Combining virtual reality and non-invasive deep-brain electrical stimulation, researchers have improved healthy individuals’ spatial memory – the kind that helps you remember where you left the car keys. The approach has great potential for treating cognitive decline due to disease or injury without drugs or surgery.
Aging can dull our ability to navigate using spatial memory, the form of memory responsible for recording and recovering the information needed to remember the location of objects in our environment. Neurodegenerative disorders, such as dementia, similarly can cause deterioration of this ability.
In a new study, researchers from two labs at Switzerland’s EPFL have joined forces to combine non-invasive deep brain stimulation of the part of the brain responsible for spatial memory with virtual reality (VR) to improve navigation in healthy participants.
“By finding a way to improve spatial memory without surgery or medication, we are addressing a serious concern for a large and growing population – the elderly – as well as brain trauma patients and those affected by dementia,” said Friedhelm Hummel, head of the Hummel Lab and the study’s co-corresponding author.
Olaf Blanke’s Laboratory of Cognitive Neuroscience (LCNO) collaborated with the Hummel Lab – both are at EPFL’s Neuro X Institute – which meshed Hummel’s expertise in non-invasive brain stimulation with Blanke’s research into spatial navigation in VR environments. Together, they developed a unique neuro-technological setup.
Four electrodes were placed on the heads of healthy individuals to stimulate the brain’s hippocampus and the entorhinal complex, deep structures that are crucial to spatial memory. This technique, called transcranial temporal interference electric stimulation (tTIS), non-invasively sends pulses into the brain without causing discomfort to the patient. Then, VR goggles were fitted, and participants were asked to navigate through a series of virtual locations and remember key landmarks. This all took place inside a functional magnetic resonance imaging (fMRI) machine, which recorded brain activity in real time.
“When [electrical] stimulation was applied, we observed a clear improvement of the participants’ recall time – the time it took to start moving toward where they remember the object to be,” said Elena Beanato, Chair of Neuroengineering at the Neuro X Institute and the study’s co-leading author. “This leads us to believe that by stimulating the hippocampus, we temporarily increased brain plasticity, which, when combined with training in a virtual environment, leads to better spatial navigation.”
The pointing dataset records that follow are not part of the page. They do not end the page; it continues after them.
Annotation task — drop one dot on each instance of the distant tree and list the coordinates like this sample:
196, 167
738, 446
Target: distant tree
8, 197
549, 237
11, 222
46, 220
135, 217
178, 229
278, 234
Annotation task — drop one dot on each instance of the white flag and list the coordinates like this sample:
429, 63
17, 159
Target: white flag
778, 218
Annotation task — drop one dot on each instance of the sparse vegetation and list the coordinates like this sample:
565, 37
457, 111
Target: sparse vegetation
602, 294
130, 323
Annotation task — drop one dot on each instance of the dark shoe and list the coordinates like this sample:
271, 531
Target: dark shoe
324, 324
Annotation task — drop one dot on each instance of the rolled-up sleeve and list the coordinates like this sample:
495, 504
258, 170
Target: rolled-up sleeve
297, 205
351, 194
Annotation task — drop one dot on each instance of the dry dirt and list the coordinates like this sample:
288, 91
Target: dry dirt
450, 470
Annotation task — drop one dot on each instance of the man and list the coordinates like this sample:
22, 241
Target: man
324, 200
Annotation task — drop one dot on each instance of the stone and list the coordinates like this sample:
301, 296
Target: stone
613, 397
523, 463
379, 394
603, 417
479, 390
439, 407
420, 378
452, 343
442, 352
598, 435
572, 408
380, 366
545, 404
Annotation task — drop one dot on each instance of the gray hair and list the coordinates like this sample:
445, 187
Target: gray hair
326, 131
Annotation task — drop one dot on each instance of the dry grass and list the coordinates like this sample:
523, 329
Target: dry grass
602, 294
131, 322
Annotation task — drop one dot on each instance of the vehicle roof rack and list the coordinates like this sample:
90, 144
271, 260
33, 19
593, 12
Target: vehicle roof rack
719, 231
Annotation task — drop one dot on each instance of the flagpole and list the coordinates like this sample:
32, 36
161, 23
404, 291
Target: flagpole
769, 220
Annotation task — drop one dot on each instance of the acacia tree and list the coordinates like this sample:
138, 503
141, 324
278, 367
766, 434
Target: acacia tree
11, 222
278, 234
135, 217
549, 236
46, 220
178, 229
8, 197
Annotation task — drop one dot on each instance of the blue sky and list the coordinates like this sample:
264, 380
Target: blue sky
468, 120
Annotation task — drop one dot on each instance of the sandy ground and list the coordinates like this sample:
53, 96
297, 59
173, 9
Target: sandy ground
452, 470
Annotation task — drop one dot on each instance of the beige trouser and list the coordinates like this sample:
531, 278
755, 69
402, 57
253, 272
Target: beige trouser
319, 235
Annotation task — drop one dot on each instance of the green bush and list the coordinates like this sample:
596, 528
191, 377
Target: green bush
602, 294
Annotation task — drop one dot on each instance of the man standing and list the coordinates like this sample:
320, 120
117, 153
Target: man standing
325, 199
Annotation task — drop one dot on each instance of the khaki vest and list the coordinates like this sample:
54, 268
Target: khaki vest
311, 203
The researchers say their findings show that the approach has great promise as a non-invasive treatment for patients with cognitive impairment following a traumatic brain injury (TBI) or due to dementia.
“The alliance of tTIS, virtual reality, and fMRI offers a highly controlled and innovative approach to studying the brain’s response to stimulation and its impact on cognitive functions,” said Olaf Blanke, who was a co-corresponding author with Hummel. “In the long term, we envision using this approach to develop targeted therapies for patients suffering from cognitive impairments, offering a non-invasive way to enhance memory and spatial abilities.”
The study was published in the journal Science Advances.